In [None]:
# imports
import pandas as pd
import numpy as np
from transformers import AutoTokenizer, AutoModelForMaskedLM
import torch
from torch.utils.data import Dataset
from datasets import load_dataset

## Load Emotions Dataset

In [2]:
emo_train = load_dataset("csv", data_files="./Swahili Emotion Data/emo_train.csv", encoding = "ISO-8859-1")
emo_valid = load_dataset("csv", data_files="./Swahili Emotion Data/emo_valid.csv", encoding = "ISO-8859-1")
emo_test = load_dataset("csv", data_files="./Swahili Emotion Data/emo_test.csv", encoding = "ISO-8859-1")

In [3]:
# emo_train_df = pd.read_csv("./Swahili Emotion Data/emo_train.csv", encoding = "ISO-8859-1")
# display(emo_train_df)

# emo_valid_df = pd.read_csv("./Swahili Emotion Data/emo_valid.csv", encoding = "ISO-8859-1")
# display(emo_valid_df)

# emo_test_df = pd.read_csv("./Swahili Emotion Data/emo_test.csv", encoding = "ISO-8859-1")
# display(emo_test_df)

## Load Pre-Trained Model
### AfriBerta

In [None]:
# Load model directly
from transformers import AutoTokenizer, AutoModelForTokenClassification

tokenizer = AutoTokenizer.from_pretrained("castorini/afriberta_base")
model = AutoModelForTokenClassification.from_pretrained("castorini/afriberta_base", num_labels=7)
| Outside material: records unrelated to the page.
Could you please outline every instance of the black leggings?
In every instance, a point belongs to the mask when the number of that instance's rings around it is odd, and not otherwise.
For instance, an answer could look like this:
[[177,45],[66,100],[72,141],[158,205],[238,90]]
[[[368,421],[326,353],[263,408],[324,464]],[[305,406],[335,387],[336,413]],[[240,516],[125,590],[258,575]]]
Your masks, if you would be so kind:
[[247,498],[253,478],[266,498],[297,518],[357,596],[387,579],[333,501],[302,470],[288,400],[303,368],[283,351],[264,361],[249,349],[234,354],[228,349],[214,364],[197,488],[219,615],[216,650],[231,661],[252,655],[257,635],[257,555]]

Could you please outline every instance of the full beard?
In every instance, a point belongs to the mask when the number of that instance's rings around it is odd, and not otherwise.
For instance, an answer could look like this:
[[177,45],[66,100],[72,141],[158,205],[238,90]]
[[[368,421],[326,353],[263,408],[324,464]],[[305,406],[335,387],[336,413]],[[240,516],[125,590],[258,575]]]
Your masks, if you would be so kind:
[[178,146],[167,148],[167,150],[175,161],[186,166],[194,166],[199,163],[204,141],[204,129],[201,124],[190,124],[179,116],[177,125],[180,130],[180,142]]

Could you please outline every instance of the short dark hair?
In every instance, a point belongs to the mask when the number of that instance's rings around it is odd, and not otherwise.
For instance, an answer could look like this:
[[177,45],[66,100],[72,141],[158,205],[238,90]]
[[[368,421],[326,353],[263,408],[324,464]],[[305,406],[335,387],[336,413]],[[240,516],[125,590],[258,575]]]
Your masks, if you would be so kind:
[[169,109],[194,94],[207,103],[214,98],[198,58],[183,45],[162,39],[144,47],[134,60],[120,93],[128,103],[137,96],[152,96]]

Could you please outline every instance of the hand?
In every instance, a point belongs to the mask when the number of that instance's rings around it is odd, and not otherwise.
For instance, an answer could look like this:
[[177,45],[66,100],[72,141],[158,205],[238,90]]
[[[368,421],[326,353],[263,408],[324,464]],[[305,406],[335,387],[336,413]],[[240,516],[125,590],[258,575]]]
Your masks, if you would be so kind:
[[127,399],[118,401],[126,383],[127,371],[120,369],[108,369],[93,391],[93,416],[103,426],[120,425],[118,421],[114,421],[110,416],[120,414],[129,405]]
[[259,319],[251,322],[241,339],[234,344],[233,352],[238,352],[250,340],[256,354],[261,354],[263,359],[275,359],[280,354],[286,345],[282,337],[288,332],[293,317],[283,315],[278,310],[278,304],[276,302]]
tokenizer.model_max_length = 512 

## Preprocess Data

In [5]:
import torch
from torch.utils.data import Dataset




In [6]:
# Preprocessing the Emotion Dataset using the Trainer

import ast

def tokenize_function(data):
    return tokenizer(data["text"], padding = "max_length", truncation=True)
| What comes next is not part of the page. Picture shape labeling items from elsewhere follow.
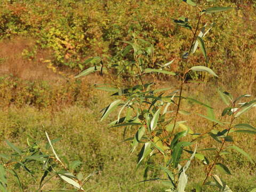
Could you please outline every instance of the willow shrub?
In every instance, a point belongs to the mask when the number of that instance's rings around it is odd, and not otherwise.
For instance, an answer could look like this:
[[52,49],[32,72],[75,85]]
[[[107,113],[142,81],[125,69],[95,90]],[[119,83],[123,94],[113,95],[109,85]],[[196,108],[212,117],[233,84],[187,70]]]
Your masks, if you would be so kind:
[[[192,34],[189,49],[183,50],[181,54],[181,62],[185,63],[183,73],[175,73],[167,70],[168,66],[175,62],[174,60],[165,65],[154,65],[154,47],[144,39],[137,38],[134,33],[133,41],[123,42],[127,46],[118,54],[126,57],[126,55],[131,56],[132,54],[132,59],[127,62],[127,65],[133,67],[132,71],[138,79],[137,85],[123,88],[125,85],[118,83],[117,78],[120,73],[115,75],[111,74],[110,72],[113,70],[108,68],[109,65],[105,65],[100,57],[89,59],[87,62],[92,62],[94,67],[87,69],[76,77],[82,77],[95,71],[100,71],[102,75],[105,71],[108,73],[112,80],[112,86],[101,85],[98,86],[97,88],[113,92],[111,96],[117,96],[120,99],[103,109],[101,121],[106,119],[115,109],[119,109],[117,119],[110,123],[109,126],[124,127],[124,137],[125,133],[131,128],[137,130],[134,137],[126,138],[124,140],[131,142],[131,153],[136,148],[141,149],[138,154],[136,169],[141,167],[145,169],[145,180],[142,182],[159,180],[169,186],[166,191],[185,191],[189,181],[186,171],[191,161],[196,158],[201,161],[206,167],[202,170],[205,172],[205,178],[202,178],[201,182],[195,186],[193,191],[206,191],[206,186],[210,186],[218,187],[220,191],[232,191],[231,187],[230,188],[226,181],[214,173],[214,170],[231,174],[229,165],[223,164],[222,160],[225,158],[225,155],[234,150],[244,155],[252,164],[254,164],[254,161],[249,154],[234,145],[233,135],[240,133],[256,134],[256,129],[252,125],[235,123],[236,119],[242,114],[256,106],[256,100],[244,102],[245,99],[247,101],[247,98],[251,97],[250,95],[244,94],[234,98],[228,92],[218,89],[219,94],[226,106],[223,107],[220,117],[217,118],[212,107],[191,98],[189,95],[183,95],[182,90],[186,78],[190,73],[201,71],[218,77],[211,69],[205,66],[189,66],[190,61],[198,47],[201,50],[205,59],[205,61],[202,60],[201,62],[205,63],[204,65],[207,66],[209,60],[204,37],[210,31],[214,24],[204,25],[202,23],[202,19],[214,16],[212,13],[232,9],[229,7],[209,7],[210,3],[214,2],[212,0],[204,1],[200,5],[197,5],[191,0],[183,0],[183,2],[188,6],[194,6],[198,12],[198,15],[195,15],[197,22],[195,26],[192,26],[190,19],[183,16],[173,19],[177,25],[187,29]],[[155,66],[157,66],[157,68],[145,67]],[[123,65],[124,68],[126,67]],[[121,71],[122,73],[122,70]],[[171,88],[153,89],[154,83],[146,82],[144,79],[146,74],[153,74],[153,76],[157,74],[175,76],[180,80],[179,89],[167,94],[165,93]],[[203,118],[212,122],[212,126],[207,127],[205,132],[195,133],[186,125],[186,121],[179,121],[180,119],[185,120],[186,115],[191,115],[190,111],[182,109],[182,102],[185,100],[201,105],[207,109],[207,116],[197,114],[198,120],[199,118]],[[220,105],[219,106],[222,107],[222,105]],[[180,131],[181,130],[183,131]],[[212,138],[216,142],[215,146],[217,147],[202,148],[201,141],[205,137]],[[209,158],[212,159],[211,161],[204,155],[205,151],[212,152],[211,158]],[[190,154],[189,158],[187,158],[188,154]],[[154,164],[153,159],[156,158],[162,159],[161,162]],[[148,179],[149,170],[152,170],[153,172],[154,170],[162,170],[165,177]],[[255,189],[252,189],[252,191],[254,190]]]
tokenised_trained_emotion = emo_train.map(tokenize_function, batched=True)
tokenised_valid_emotion = emo_valid.map(tokenize_function, batched=True)
tokenised_test_emotion = emo_test.map(tokenize_function, batched=True)

tokenised_trained_emotion = tokenised_trained_emotion.rename_column("labels","label")
tokenised_valid_emotion = tokenised_valid_emotion.rename_column("labels","label")
tokenised_test_emotion = tokenised_test_emotion.rename_column("labels","label")


        
 # Function to process each label
def process_label(label):
    element_list = ast.literal_eval(label)
    if len(element_list) >= 1:
        new_value = element_list[0]
        return new_value # Return the first element as string
    return label  # Return unchanged if only one element

# Apply the function to the entire 'label' column
tokenised_trained_emotion = tokenised_trained_emotion.map(lambda fixlabel: {'label': process_label(fixlabel['label'])})       
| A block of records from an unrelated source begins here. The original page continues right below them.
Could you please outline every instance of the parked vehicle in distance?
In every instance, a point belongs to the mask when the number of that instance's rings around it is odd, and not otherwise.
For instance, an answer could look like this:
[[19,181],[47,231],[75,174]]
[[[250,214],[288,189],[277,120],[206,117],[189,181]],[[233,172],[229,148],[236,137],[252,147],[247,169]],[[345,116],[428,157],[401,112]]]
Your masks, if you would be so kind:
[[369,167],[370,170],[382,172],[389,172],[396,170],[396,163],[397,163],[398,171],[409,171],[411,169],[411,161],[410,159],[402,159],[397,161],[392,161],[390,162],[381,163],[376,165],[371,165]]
tokenised_valid_emotion = tokenised_valid_emotion.map(lambda fixlabel: {'label': process_label(fixlabel['label'])})     

tokenised_test_emotion = tokenised_test_emotion.map(lambda fixlabel: {'label': process_label(fixlabel['label'])})            
        

small_train_dataset = tokenised_trained_emotion["train"].shuffle(seed=42).select(range(1000))
small_eval_dataset = tokenised_valid_emotion["train"].shuffle(seed=42).select(range(1000))


In [None]:
from transformers import TrainingArguments, Trainer

import evaluate


metric = evaluate.load("accuracy")


class CustomTrainer(Trainer):
    def compute_loss(self, model, inputs, return_outputs=False):
        outputs = model(
            input_ids = inputs['input_ids'],
            attention_mask = inputs['attention_mask'],
        )
        loss = torch.nn.CrossEntropyLoss()(outputs['logits'][:,0],
                                         inputs['labels'])
        return (loss, outputs) if return_outputs else loss
    
    

def compute_metrics(eval_pred):
    logits, labels = eval_pred
    predictions = np.argmax(logits[:,0], axis=1)
    return metric.compute(predictions=predictions, references=labels)


training_args = TrainingArguments(output_dir="test_trainer", eval_strategy="epoch")

trainer = CustomTrainer(
    model=model,
    args=training_args,
    train_dataset=small_train_dataset,
    eval_dataset=small_eval_dataset,
    compute_metrics=compute_metrics,
)
trainer.train()